Housing

The Mortgage Salvation Plan Spreads (JPM)(C)(WFC)(BAC)

DataBen Bernanke and Henry Paulson may be holding guns to the heads of major banks to get them to "reset" the mortgages of troubled homeowners, or the generous spirit of the holidays may have reached the corner offices at the big financial firms.

Yesterday, Citigroup (C) followed the road taken by JP Morgan (JPM) and offered to modify the terms of as much as $20 billion in mortgages for borrowers that are current on their loan payments but at risk of falling behind. Added to the $75 billion of home loans which are candidates for alteration by JPM and the swell is turning into a wave.

Congress has gotten the idea that it has to set up its own mortgage salvation plan, a church for the souls who may lose their homes to the repo man.

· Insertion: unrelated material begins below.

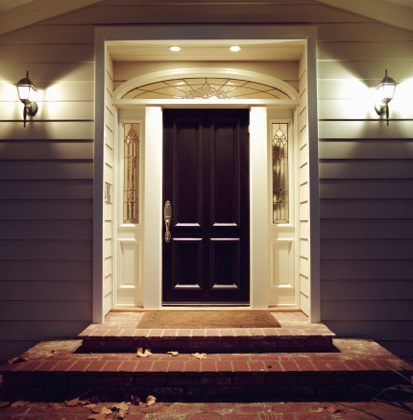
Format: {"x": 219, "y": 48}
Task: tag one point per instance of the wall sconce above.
{"x": 25, "y": 88}
{"x": 385, "y": 93}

But, the commercial banks may beat them to the altar.

At this point, if Bank of American (BAC) and Wells Fargo (WFC) offer similar programs, the pool of mortgages being reconsidered could go to $250 billion because of the acquisitions of Countrywide and Wachovia.

The notion is not popular, but the Paulson plan may be working, along with the Bernanke emergency window where financial firms can trade worthless paper for real money. By some estimates, $2 trillion has gone out of that Fed facility. The amount of capital pumped into financial firms by the system may just have been enough for the mortgage problem to be partially solved by the lenders themselves.

Of course, banks may be acting in self interest, their normal motivation. A falling housing market means more mortgage write-offs. Even worse, it may lead to more haircuts on mortgage-backed paper.

Regardless of the reasons, the banks may help housing find a bottom.